↬15↫

1.7K 198 43
                                    

Forth chapter today

Stał przed białymi drzwiami i już był gotów zapukać, a nawet bez pukania wejść, jednak on go wyprzedził. Blondyn otworzył drzwi. Mocno się zdziwił na widok chłopca, który poprzedniego wieczora był bliski opuszczenia tego świata.

-- Gdzie pan idzie? -- spytał z tym swoim szerokim uśmiechem szatyn.

-- Do sklepu. -- odparł. On także wygiął usta w uśmiechu. Ten malec zarażał radością.

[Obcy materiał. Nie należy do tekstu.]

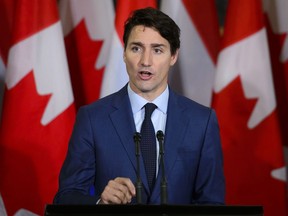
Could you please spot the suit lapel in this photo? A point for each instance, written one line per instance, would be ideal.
(175, 129)
(122, 119)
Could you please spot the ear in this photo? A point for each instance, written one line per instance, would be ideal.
(124, 56)
(174, 58)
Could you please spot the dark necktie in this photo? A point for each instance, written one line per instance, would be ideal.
(148, 144)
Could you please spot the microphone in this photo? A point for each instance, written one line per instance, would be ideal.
(137, 139)
(160, 138)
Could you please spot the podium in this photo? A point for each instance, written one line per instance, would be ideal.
(153, 210)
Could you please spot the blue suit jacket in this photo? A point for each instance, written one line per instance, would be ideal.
(102, 148)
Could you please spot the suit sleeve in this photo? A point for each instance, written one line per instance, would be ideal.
(210, 182)
(78, 170)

-- Kupi mi pan jakieś ciastka?

-- Przyjdź z wujkiem za pół godziny, dobrze? Zrobię ci kakao, a ja i wujek wypijemy kawę, okej? -- kucnął przed nim.

-- Bardzo okej!

Starszy zaśmiał się na reakcję przedszkolaka i obserwował go, jak wbiega do swojego mieszkania. Jak zawsze nie zakluczał drzwi. Żwawym krokiem zszedł po schodach.

Teraz albo nigdy.

Yeong wiedział, że to ryzykowne i może mu się nieźle za to dostać, jednak o konsekwencjach postanowił myśleć dopiero później. Liczyło się tu i teraz. Więc kiedy Hoseok szykował się do spotkania w swojej sypialni, Kim niepostrzeżenie wymknął się z mieszkania. Ukrył się za wielką donicą w kącie długiego korytarza. Wcześniej sprzątnął stamtąd pajęczyny, żeby bez problemu być w stanie długo tu siedzieć.